L’autore è William Cole: americano, editore – ricopre il ruolo di direttore pubblicitario presso Alfred A. Knopf, direttore pubblicitario ed editore presso Simon & Schuster ed editore di William Cole Books presso Viking Press – editorialista, autore e scrittore di “verso leggero”. Ha prodotto circa 75 libri, la maggior parte dei quali antologie.

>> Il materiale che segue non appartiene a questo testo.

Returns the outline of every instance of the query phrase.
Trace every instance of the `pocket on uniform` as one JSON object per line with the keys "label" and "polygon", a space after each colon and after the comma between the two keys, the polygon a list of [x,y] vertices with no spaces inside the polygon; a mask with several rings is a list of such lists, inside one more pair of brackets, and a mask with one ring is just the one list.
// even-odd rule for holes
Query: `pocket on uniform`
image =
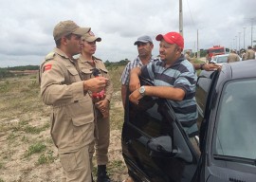
{"label": "pocket on uniform", "polygon": [[81,68],[81,73],[82,73],[82,79],[84,81],[88,80],[88,79],[91,79],[91,77],[92,77],[92,70],[90,70],[88,68],[82,67]]}
{"label": "pocket on uniform", "polygon": [[79,73],[77,71],[77,69],[75,67],[66,67],[66,69],[68,70],[69,74],[70,74],[70,80],[71,82],[79,82],[81,81]]}
{"label": "pocket on uniform", "polygon": [[72,172],[77,168],[75,153],[61,154],[60,161],[65,172]]}
{"label": "pocket on uniform", "polygon": [[65,107],[66,115],[72,118],[75,126],[94,121],[94,109],[90,98],[84,98]]}

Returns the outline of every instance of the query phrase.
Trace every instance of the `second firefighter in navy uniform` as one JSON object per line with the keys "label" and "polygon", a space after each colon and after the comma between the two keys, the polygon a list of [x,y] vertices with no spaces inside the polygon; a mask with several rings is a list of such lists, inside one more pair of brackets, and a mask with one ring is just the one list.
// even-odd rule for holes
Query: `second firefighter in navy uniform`
{"label": "second firefighter in navy uniform", "polygon": [[[83,80],[101,76],[108,79],[105,88],[100,93],[91,93],[91,97],[95,103],[96,112],[96,132],[95,142],[90,148],[90,157],[96,151],[96,158],[98,164],[97,181],[110,182],[110,178],[106,173],[106,165],[108,163],[108,147],[110,137],[110,118],[109,109],[113,93],[113,83],[109,80],[108,70],[103,62],[93,55],[96,52],[96,43],[101,42],[101,38],[96,37],[92,31],[82,36],[82,48],[78,59],[79,69]],[[92,164],[91,164],[92,167]],[[92,168],[93,169],[93,168]]]}

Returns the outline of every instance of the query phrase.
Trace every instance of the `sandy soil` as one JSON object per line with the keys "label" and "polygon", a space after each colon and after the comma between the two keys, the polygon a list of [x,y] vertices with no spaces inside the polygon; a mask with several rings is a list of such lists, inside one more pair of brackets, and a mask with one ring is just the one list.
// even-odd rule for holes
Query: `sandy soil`
{"label": "sandy soil", "polygon": [[[47,122],[48,118],[35,120],[37,121],[33,122],[33,126],[42,126],[43,123]],[[57,155],[57,149],[51,142],[49,129],[41,132],[39,135],[27,134],[18,129],[13,132],[13,126],[18,126],[19,122],[19,119],[6,120],[0,118],[1,124],[11,128],[11,130],[0,133],[0,159],[2,160],[0,160],[0,182],[62,181],[63,169]],[[25,157],[25,154],[27,153],[29,145],[34,140],[49,141],[46,142],[46,149],[47,152],[53,152],[54,162],[37,165],[36,162],[40,154]],[[125,179],[127,169],[121,155],[119,130],[111,131],[109,161],[111,179],[115,182]],[[118,161],[118,164],[115,165],[115,161],[116,163]]]}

Le sue sono poesie irriverenti, ironiche, giocate sul non sense, l’allitterazione spinta all’eccesso, sottili ed affilate.
Tomi Ungerer ha illustrato questa come numerosissime sue raccolte, poiché nelle sue parole riconosceva quella carica sovversiva che lo accomunava alle sue opere.
Va detto che la traduzione poetica di “Baruffe e facce buffe” è affidata ad Alessandro Riccioni, a sua volta poeta e autore di libri per l’infanzia.
Insomma, già da queste premesse si può ben capire come questo libro sia una piccola perla editoriale.
E già sappiamo che quello che in apparenza potrebbe profilarsi come uno dei tanti innocui libri per la buona notte, nelle mani di Ungerer si trasforma in qualcos’altro. Bisogna dire che Cole offre all’illustratore alsaziano una grandissima occasione per dimostrarlo.
Ci sono tre fattori principali che connettono questo libro con il mondo dell’infanzia e che vanno attribuiti in parte a Ungerer, che come sempre riesce ad avere un canale privilegiato con il mondo bambino, ed in parte a Cole.
C’è la narrazione che trasporta nel terreno fecondo dell’immaginazione attiva, nel mondo sospeso ed eterno del “C’era una volta”, in una dimensione in cui lo scorrere del tempo quotidiano rallenta fino a fermarsi e scivola in una realtà priva di orologi e lancette che ticchettano. Questo libro di fatto è espediente narrativo, è costruzione sapiente di una storia, è varco verso l’immaginifico.
In secondo luogo c’è il gioco, altro elemento con cui congiungerci al mondo dell’infanzia.
“Facciamo che io ero”.
Alla bambina che non vuole andare a dormire il papà propone un diversivo. Quello delle boccacce.
E quelle boccacce non sono altro che la rappresentazione visiva degli innumerevoli stati d’animo che transitano nel cuore dei bambini e molto spesso siamo noi adulti a censurare.
“Non fare quella faccia che ti rende bruttino/a”.
Che purtroppo equivale inconsciamente a “non provare quel sentimento perché non si addice ad un bambino”.
Queste pagine rappresentano per Ungerer la possibilità di rappresentare visivamente i bambini per quello che sono. Di riconoscere loro la possibilità di essere poco desiderabili, anche brutti, grotteschi nelle loro espressioni e nelle loro manifestazioni. Ironici, arrabbiati, tristi, spaventati, sorpresi, riflessivi, divertiti, spensierati, preoccupati, ma sopra ogni cosa liberi. Liberi di essere bambini. Liberi di essere.
Come terzo elemento abbiamo la parola declinata in poesia, in versi che ci riportano ad una lingua primordiale. Ai giochi dell’infanzia. Ad una lingua che si fa ritmo e suono. Un linguaggio a portata di bambino senza mai sfiorare la banalità. Un linguaggio che rispecchia gli stati d’animo richiamati di volta in volta da un papà che prende sul serio sua figlia, fino a farla transitare dal mondo della fantasia a quello onirico. Perché come diceva Munari, “Giocare è una cosa seria”.